Documentation access will be interrupted from time to time due to some bug correction.


Page tree
Skip to end of metadata
Go to start of metadata

This page describes the recommended setup for using Python virtual environments (or virtualenv) on the clusters.

A virtualenv is like a sandbox where one can install Python packages from public registries without affecting the default environment. Each environment resides in a self-contained directory, so multiple virtualenvs can co-exist side by side with different versions of tools or dependencies installed.


Before starting

Before you start it's necessary to choose which Python version you want to use. As is described on Using software on the SCITAS clusters, we have multiple versions of Python available, compiled with different compilers.

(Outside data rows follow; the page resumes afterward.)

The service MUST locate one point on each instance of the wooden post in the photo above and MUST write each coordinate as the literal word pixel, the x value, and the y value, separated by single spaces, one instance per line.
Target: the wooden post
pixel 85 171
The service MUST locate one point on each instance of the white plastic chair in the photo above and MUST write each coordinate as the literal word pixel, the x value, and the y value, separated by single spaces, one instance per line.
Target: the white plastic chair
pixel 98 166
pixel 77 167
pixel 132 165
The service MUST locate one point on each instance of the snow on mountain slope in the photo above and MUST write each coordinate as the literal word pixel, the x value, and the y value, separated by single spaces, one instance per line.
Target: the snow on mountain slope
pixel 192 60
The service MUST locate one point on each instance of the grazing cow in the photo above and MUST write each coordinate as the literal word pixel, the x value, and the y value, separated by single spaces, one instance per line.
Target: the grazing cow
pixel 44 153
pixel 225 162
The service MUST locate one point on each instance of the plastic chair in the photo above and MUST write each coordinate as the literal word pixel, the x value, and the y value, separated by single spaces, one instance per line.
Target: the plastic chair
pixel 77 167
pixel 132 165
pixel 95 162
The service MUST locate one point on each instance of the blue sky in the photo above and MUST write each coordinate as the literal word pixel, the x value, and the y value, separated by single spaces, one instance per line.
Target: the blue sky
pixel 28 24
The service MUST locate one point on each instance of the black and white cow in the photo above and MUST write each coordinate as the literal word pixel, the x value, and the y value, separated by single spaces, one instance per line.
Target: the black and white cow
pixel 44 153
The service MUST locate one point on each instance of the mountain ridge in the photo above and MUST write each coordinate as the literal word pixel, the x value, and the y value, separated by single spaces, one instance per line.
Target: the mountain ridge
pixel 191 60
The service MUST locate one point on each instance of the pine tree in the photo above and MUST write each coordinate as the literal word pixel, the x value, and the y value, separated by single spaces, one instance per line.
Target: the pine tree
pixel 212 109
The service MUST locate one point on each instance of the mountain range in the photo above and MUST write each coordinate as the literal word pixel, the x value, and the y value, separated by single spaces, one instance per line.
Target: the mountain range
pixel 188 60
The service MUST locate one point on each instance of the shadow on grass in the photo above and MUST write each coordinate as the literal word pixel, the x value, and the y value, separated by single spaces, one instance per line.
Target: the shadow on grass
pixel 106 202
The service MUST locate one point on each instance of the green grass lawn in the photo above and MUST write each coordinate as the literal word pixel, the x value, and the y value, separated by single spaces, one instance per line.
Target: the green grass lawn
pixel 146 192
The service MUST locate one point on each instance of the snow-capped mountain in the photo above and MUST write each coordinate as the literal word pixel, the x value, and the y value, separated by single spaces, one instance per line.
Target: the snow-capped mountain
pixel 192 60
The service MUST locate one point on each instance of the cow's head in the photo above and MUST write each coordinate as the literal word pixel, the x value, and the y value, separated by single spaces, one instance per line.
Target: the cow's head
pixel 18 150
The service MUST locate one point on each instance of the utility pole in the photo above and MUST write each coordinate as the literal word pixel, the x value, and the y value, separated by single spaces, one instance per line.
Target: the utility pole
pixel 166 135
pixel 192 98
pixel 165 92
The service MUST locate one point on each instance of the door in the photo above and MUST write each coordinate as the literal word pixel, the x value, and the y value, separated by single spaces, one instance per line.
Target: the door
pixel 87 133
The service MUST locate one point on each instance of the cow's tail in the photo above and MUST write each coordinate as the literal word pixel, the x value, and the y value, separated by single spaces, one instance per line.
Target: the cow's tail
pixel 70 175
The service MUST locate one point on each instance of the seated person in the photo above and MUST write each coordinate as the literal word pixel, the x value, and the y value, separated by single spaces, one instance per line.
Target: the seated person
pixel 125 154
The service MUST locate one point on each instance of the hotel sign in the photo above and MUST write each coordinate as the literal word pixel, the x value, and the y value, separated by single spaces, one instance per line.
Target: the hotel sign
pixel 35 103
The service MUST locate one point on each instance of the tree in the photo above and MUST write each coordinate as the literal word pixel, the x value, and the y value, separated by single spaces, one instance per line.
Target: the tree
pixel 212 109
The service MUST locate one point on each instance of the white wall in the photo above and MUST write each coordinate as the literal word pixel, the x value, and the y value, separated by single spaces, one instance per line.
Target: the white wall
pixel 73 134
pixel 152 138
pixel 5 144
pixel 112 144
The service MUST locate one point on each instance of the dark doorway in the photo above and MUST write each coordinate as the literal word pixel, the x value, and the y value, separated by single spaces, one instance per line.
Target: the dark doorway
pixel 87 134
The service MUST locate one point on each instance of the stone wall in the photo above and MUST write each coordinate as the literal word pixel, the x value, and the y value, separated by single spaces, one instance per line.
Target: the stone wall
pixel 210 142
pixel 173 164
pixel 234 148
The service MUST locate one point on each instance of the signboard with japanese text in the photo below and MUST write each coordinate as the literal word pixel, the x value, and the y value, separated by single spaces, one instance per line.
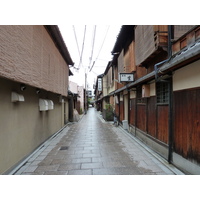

At the minimum one needs to choose between Python 2 and Python 3. You can see the versions available using module spider. In this example we first simply search for python and then search for a specific version, that lists which modules can be loaded to give us access to the version we are looking for. Below we choose Python version 3.7.3 compiled with GCC version 7.4.0 (these are in fact the default Python compiled with the default GCC).

Choosing a Python version
[user@ucluster:~]$ module spider python
-------------------------------------------------------------------------
  python:
-------------------------------------------------------------------------
     Versions:
        python/2.7.16
        python/3.7.3


[user@cluster:~]$ module spider python/3.7.3 
-------------------------------------------------------------------------
  python: python/3.7.3
-------------------------------------------------------------------------

    You will need to load all module(s) on any one of the lines below before the "python/3.7.3" module is available to load.

      gcc/7.4.0
      gcc/8.3.0
      intel/18.0.5

[user@cluster:~]$ module load gcc/7.4.0 python/3.7.3
[user@cluster:~]$ python --version
Python 3.7.3




Creating a virtualenv

We can now create a virtualenv, the name can be whatever one wants but must not exist yet.

Creating a virtualenv
[user@cluster:~]$ virtualenv --system-site-packages venvs/venv-for-demo
Using base prefix '/ssoft/spack/humagne/v1/opt/spack/linux-rhel7-x86_E5v4_Mellanox/gcc-7.4.0/python-3.7.3-5lm3vikrg4nq4tjhx76dgqy7zbt4kfam'
New python executable in /home/user/venvs/venv-for-demo/bin/python3.7
Also creating executable in /home/user/venvs/venv-for-demo/bin/python
Installing setuptools, pip, wheel...
done.

We strongly recommend that, as in the example above, one uses the --system-site-packages option. This ensures that the optimized packages already installed in the python modules are used.




Using a virtualenv

To use a virtualenv it's necessary to activate it:

Activating a virtualenv
[user@cluster:~]$ source venvs/venv-for-demo/bin/activate
(venv-for-demo) [user@cluster:~]$

Once activated the prompt changes and any Python related commands that follow will refer to the Python installation and packages contained/linked in the virtualenv.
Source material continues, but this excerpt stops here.